Prototyping a Book on Prototyping
I’ve been writing and speaking about prototypes quite a bit over the last few years. In my experience, carving out a proper prototyping process creates better products. It also helps you discover terrible ideas more quickly. At Paravel we value the process so much we offer Prototyping as a Service for companies that need help thinking through iterations of their products.
Over the past few months I watched a slow motion train wreck as an ill thought-out product was rushed to production. To be fair to that team, there were a lot of uncontrollable factors but one major issue I saw at the beginning was the design lacked a proper prototype. Trying to assist the product, I did the douchebag thing where you paste a link to a video of your own talk to show how products, via prototypes, could be approached to help solve some of the problems that team was facing… but it was too late.
I started thinking about how I wished there was a book on the value of proper prototyping I could hand around the office. Something in the era of MVPs and “Ship Fast, Break Things” that highlights business value of proving ideas before committing to them. Something that shows how shopping around a living breathing prototype is infinitely more valuable than a JPEG in a PowerPoint and can help projects more accurately estimate necessary levels of effort required to ship.
Now, I’ve joked about writing books before and this certainly isn’t any kind of official announcement, but I’ve started prototyping a book on prototyping!
“Dave, in writing we just call that an ‘outline’.”
Ayyy, good point. That’s the first thing I did. I took all the major sections and stories of my evolving prototype talks over the years and turn them into “chapters” for my outline.
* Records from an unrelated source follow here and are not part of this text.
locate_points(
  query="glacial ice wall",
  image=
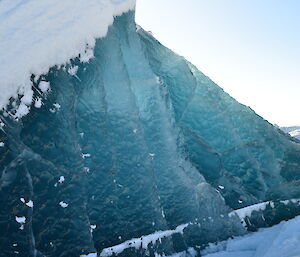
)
(135, 143)
(37, 35)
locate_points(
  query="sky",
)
(250, 48)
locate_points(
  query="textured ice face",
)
(133, 145)
(37, 35)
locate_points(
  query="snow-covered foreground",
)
(282, 240)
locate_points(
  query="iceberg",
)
(132, 151)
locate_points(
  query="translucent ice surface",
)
(136, 150)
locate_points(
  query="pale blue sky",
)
(251, 48)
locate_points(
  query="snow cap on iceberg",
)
(37, 35)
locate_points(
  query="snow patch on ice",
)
(33, 39)
(61, 179)
(21, 220)
(63, 204)
(89, 255)
(142, 242)
(30, 203)
(247, 211)
(282, 240)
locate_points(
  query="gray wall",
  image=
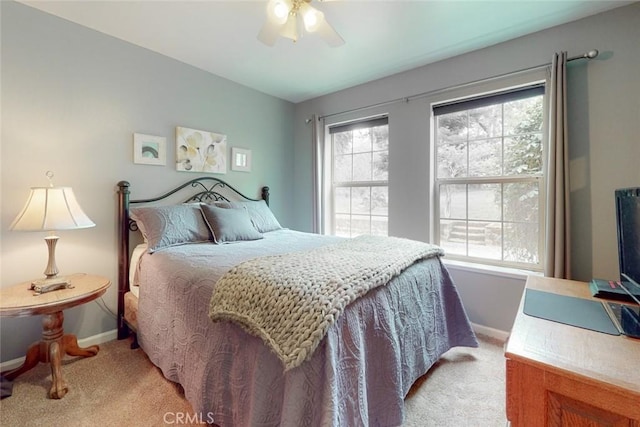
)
(604, 117)
(71, 100)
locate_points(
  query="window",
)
(489, 183)
(359, 178)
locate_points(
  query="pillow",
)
(167, 226)
(230, 224)
(261, 216)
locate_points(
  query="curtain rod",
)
(589, 55)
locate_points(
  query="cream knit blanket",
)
(291, 300)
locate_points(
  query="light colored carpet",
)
(120, 387)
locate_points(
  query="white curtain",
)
(557, 239)
(317, 141)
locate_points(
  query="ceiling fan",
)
(287, 18)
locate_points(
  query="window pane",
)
(342, 168)
(342, 200)
(523, 154)
(362, 167)
(342, 142)
(380, 138)
(485, 202)
(360, 155)
(361, 140)
(521, 201)
(453, 201)
(342, 225)
(485, 239)
(521, 242)
(380, 201)
(523, 116)
(485, 122)
(452, 127)
(360, 224)
(452, 160)
(485, 157)
(361, 200)
(380, 166)
(453, 237)
(483, 212)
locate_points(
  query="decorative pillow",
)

Then I paid for all my talks over the years to be transcribed. I assembled those sections into very short chapters and now have something that is starting to look like a short book.
And… (spoiler) it just so happens that’s one of the lessons in the book! A good way to prototype is to cobble together pieces of things that you already have and see if it produces something enjoyable.
Now that I have a prototype, what should I do with it? Do I send the prototype over to A Book Apart and achieve my long-sought dream of being an ABA author? I quite admire the path of friends like Brad Frost who self-published Atomic Design, Jeremy Keith who self-published Resilient Web Design, and Frank Chimero who self-published The Shape of Design. Should I hire an editor and attempt to self-publish?
Taking a page from my own book (literally!), I think I’m going to plop these primordial chapters into Jekyll, deploy to Netlify, and “playtest” the idea a bit with a small select group of trusted feedback-givers. If that goes well I should know more about my next steps and maybe open it up to you, dear RSS reader, to get your thoughts.
Mostly tho, I’d love to know what you would want to learn and would value most out of a book on prototyping. Or if you have links to any favorite process posts or stories, I’d love to read those as well.